I started with Python, SQL and Tableau when I was searching for a job. Nothing more. Now I know to work on a couple of other tools like Spark, Hbase, Kibana, Dash, Elasticsearch and Logstash. I am sure I will have to learn new tools in the coming days. The point is, learn a tool with utmost clarity of how it will be useful for your requirement.
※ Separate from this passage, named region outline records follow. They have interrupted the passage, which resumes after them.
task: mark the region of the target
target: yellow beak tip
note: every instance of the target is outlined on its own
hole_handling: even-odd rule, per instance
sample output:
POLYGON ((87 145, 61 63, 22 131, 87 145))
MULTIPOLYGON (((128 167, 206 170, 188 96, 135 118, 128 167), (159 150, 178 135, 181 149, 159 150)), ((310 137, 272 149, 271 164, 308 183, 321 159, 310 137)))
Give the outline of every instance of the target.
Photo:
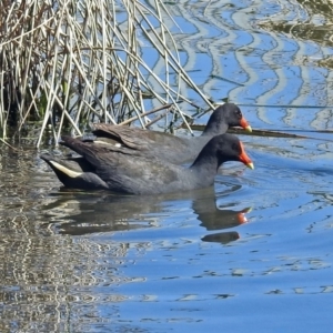
POLYGON ((252 132, 252 128, 251 128, 250 125, 248 125, 248 127, 245 128, 245 131, 251 133, 251 132, 252 132))

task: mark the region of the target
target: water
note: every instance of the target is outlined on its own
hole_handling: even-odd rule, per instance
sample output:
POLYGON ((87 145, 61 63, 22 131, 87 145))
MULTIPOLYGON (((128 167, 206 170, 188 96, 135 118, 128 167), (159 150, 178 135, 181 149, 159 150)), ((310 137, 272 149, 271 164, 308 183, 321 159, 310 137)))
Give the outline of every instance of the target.
POLYGON ((253 128, 307 139, 241 135, 254 171, 229 163, 214 188, 152 198, 64 190, 32 145, 1 145, 0 332, 332 331, 332 89, 321 62, 332 48, 300 29, 330 16, 320 3, 223 3, 170 4, 193 28, 184 50, 203 50, 185 67, 253 128))

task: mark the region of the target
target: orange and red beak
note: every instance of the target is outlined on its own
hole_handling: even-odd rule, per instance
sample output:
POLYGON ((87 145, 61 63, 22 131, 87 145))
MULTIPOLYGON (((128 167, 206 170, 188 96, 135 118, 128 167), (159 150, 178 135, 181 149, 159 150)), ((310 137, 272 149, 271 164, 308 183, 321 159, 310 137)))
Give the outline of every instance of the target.
POLYGON ((240 121, 240 125, 248 132, 252 132, 252 128, 250 127, 248 120, 242 117, 241 121, 240 121))
POLYGON ((240 162, 243 162, 248 168, 250 169, 254 169, 254 165, 251 161, 251 159, 248 157, 248 154, 245 153, 245 150, 244 150, 244 145, 242 142, 240 142, 241 144, 241 154, 239 155, 240 158, 240 162))

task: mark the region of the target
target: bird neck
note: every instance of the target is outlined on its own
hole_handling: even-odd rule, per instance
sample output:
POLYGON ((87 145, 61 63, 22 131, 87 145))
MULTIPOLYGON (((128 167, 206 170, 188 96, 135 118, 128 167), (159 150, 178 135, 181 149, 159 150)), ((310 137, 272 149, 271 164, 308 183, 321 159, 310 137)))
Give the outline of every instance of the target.
POLYGON ((219 117, 212 114, 201 135, 214 137, 218 134, 222 134, 228 131, 228 128, 229 125, 225 123, 224 118, 221 118, 221 113, 219 114, 219 117))

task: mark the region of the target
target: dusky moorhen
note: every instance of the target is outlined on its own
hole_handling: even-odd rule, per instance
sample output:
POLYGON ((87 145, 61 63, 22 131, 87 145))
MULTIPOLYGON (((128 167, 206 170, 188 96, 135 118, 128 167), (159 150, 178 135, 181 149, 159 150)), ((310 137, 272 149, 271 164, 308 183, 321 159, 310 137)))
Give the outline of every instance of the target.
POLYGON ((242 127, 246 131, 252 131, 240 108, 233 103, 225 103, 214 110, 200 137, 175 137, 139 128, 95 123, 92 133, 97 138, 87 141, 103 145, 119 143, 144 151, 149 157, 181 164, 193 161, 210 139, 225 133, 229 127, 242 127))
POLYGON ((128 194, 159 194, 210 186, 219 167, 239 161, 253 169, 241 141, 232 134, 214 137, 190 168, 175 165, 123 147, 102 147, 63 137, 65 145, 80 158, 67 160, 42 154, 68 188, 104 189, 128 194))

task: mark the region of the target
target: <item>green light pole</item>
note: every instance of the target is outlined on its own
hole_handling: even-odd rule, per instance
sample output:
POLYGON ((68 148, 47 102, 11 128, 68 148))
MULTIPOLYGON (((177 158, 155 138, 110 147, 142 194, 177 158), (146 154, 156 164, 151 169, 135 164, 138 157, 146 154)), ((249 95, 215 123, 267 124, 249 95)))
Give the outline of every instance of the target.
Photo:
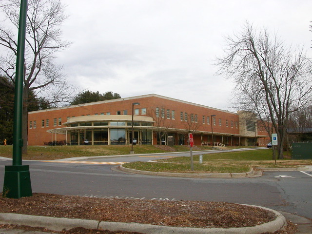
MULTIPOLYGON (((21 129, 23 110, 25 40, 27 0, 21 0, 19 24, 18 51, 16 59, 14 116, 13 118, 13 150, 12 166, 5 166, 3 196, 19 198, 32 195, 29 166, 21 165, 21 148, 23 146, 21 129)), ((27 143, 27 142, 26 142, 27 143)))

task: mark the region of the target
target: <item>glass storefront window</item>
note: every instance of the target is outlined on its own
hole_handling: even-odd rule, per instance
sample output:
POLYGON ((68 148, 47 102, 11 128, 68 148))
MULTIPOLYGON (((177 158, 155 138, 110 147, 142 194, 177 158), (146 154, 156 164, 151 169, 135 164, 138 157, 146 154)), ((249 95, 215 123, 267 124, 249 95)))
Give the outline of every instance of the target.
POLYGON ((110 134, 111 144, 125 145, 126 144, 126 130, 111 129, 110 134))
POLYGON ((107 129, 94 129, 93 135, 95 145, 108 144, 108 130, 107 129))
POLYGON ((94 122, 93 126, 107 126, 108 122, 94 122))
POLYGON ((111 126, 126 126, 125 122, 111 122, 111 126))

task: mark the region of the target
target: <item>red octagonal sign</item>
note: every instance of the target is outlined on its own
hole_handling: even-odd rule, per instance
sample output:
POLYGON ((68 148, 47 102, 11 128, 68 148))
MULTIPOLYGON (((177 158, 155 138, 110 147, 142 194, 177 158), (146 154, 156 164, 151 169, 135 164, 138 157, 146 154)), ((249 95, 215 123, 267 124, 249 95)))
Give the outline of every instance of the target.
POLYGON ((193 145, 194 145, 194 140, 193 139, 193 135, 192 133, 190 134, 190 135, 189 136, 189 139, 190 140, 190 146, 191 147, 193 147, 193 145))

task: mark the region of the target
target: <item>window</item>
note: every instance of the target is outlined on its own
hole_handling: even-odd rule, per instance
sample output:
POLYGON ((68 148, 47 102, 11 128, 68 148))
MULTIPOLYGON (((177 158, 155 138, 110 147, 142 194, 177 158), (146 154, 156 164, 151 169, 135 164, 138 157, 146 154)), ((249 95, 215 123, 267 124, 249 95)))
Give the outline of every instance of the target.
POLYGON ((246 129, 247 131, 255 132, 255 122, 251 120, 246 120, 246 129))
POLYGON ((194 114, 191 114, 191 122, 192 122, 192 123, 194 122, 194 114))

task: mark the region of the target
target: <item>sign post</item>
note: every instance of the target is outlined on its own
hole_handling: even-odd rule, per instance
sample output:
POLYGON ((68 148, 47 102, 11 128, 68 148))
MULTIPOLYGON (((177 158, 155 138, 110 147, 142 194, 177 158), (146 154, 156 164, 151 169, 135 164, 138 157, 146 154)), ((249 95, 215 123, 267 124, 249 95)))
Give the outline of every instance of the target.
POLYGON ((273 146, 273 155, 274 156, 274 159, 275 160, 275 165, 276 165, 276 155, 275 154, 275 146, 277 145, 277 134, 272 134, 272 146, 273 146))
POLYGON ((189 135, 189 141, 190 142, 190 146, 191 147, 191 149, 190 151, 190 153, 191 154, 191 170, 192 172, 194 172, 194 165, 193 163, 193 145, 194 145, 194 139, 193 139, 193 135, 192 133, 190 133, 189 135))

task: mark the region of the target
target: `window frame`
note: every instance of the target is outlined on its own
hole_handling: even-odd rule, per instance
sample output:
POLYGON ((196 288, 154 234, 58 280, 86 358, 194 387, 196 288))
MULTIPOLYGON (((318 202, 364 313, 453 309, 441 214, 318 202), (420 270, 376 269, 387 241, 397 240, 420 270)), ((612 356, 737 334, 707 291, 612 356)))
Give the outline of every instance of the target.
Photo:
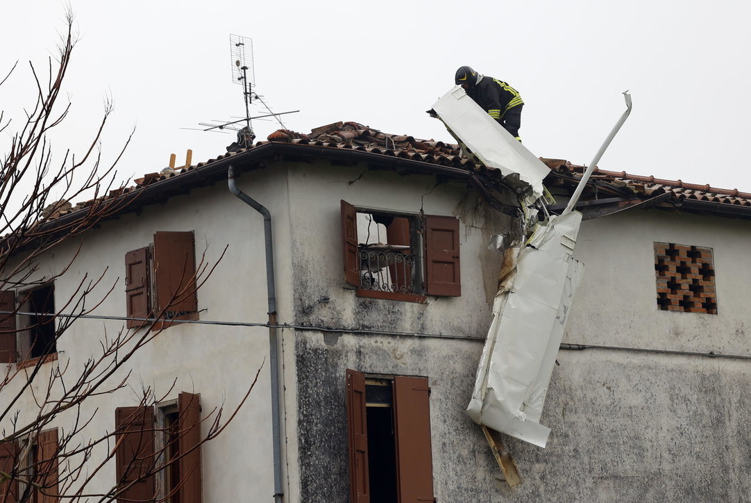
POLYGON ((340 220, 345 283, 354 287, 357 296, 421 303, 427 301, 430 295, 461 296, 459 219, 355 206, 342 199, 340 220), (415 276, 421 283, 419 292, 405 293, 361 287, 363 269, 360 257, 357 214, 365 213, 408 218, 413 223, 411 226, 414 225, 415 229, 410 232, 411 241, 418 242, 410 242, 409 246, 412 255, 416 257, 415 276), (451 241, 448 247, 447 237, 451 241))
POLYGON ((201 503, 203 498, 201 445, 201 395, 182 392, 176 399, 165 401, 154 406, 121 407, 115 410, 117 446, 115 450, 117 485, 128 483, 125 471, 131 466, 141 470, 154 471, 119 495, 118 501, 156 498, 171 503, 201 503), (176 422, 170 426, 166 420, 168 416, 176 416, 176 422), (170 427, 174 431, 170 430, 170 427), (173 450, 170 439, 165 435, 176 432, 176 446, 173 450), (139 435, 140 434, 140 435, 139 435), (125 438, 122 435, 128 435, 125 438), (132 448, 132 442, 138 436, 137 445, 142 446, 140 456, 132 448), (130 445, 129 445, 130 444, 130 445), (128 459, 128 453, 135 453, 128 459), (178 459, 170 462, 170 452, 176 452, 178 459), (140 457, 140 459, 136 458, 140 457), (175 480, 171 471, 176 468, 175 480), (175 489, 173 494, 170 493, 175 489), (169 497, 167 497, 169 495, 169 497))
POLYGON ((194 231, 158 231, 153 243, 125 253, 128 329, 161 330, 175 320, 198 320, 195 258, 194 231), (146 321, 158 314, 152 325, 146 321))
POLYGON ((0 311, 10 311, 8 315, 0 314, 0 364, 16 363, 19 368, 32 367, 40 363, 47 363, 58 359, 57 316, 55 311, 55 282, 49 281, 23 290, 4 290, 0 292, 0 311), (35 292, 49 289, 50 292, 41 308, 32 308, 32 295, 35 292), (50 304, 51 303, 51 304, 50 304), (51 314, 49 320, 33 323, 32 314, 21 313, 44 312, 51 314), (47 323, 51 328, 44 327, 47 323), (44 328, 43 328, 44 327, 44 328), (32 338, 38 337, 41 332, 46 332, 50 340, 44 354, 32 356, 34 342, 32 338))
MULTIPOLYGON (((372 486, 368 462, 366 375, 349 368, 345 371, 351 503, 369 503, 372 486)), ((428 378, 403 375, 372 377, 392 380, 394 470, 398 501, 435 501, 428 378)))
在寻找工作时,我从Python,SQL和Tableau开始。 而已。 现在我知道要使用其他几个工具,例如Spark,Hbase,Kibana,Dash,Elasticsearch和Logstash。 我敢肯定,未来几天我将不得不学习新工具。 重点是,要学习一种最清楚如何满足您的需求的工具。
4. You are ready to take interviews:
4.您准备接受采访:
Tell that to yourself whenever you feel like skipping an interview call or meeting because your brain is telling you that you are not going to make it. I cannot remember the number of times I learned something new while attending an interview. It is either about the data science industry or new products or just a concept. I am not suggesting you to attend interviews randomly to learn stuff. It would be an obvious waste of time for the poor interviewer. Data science is a vague term and so are the job requirements for every data science role. You might never feel ready if you want to tick every single job requirement before attending an interview.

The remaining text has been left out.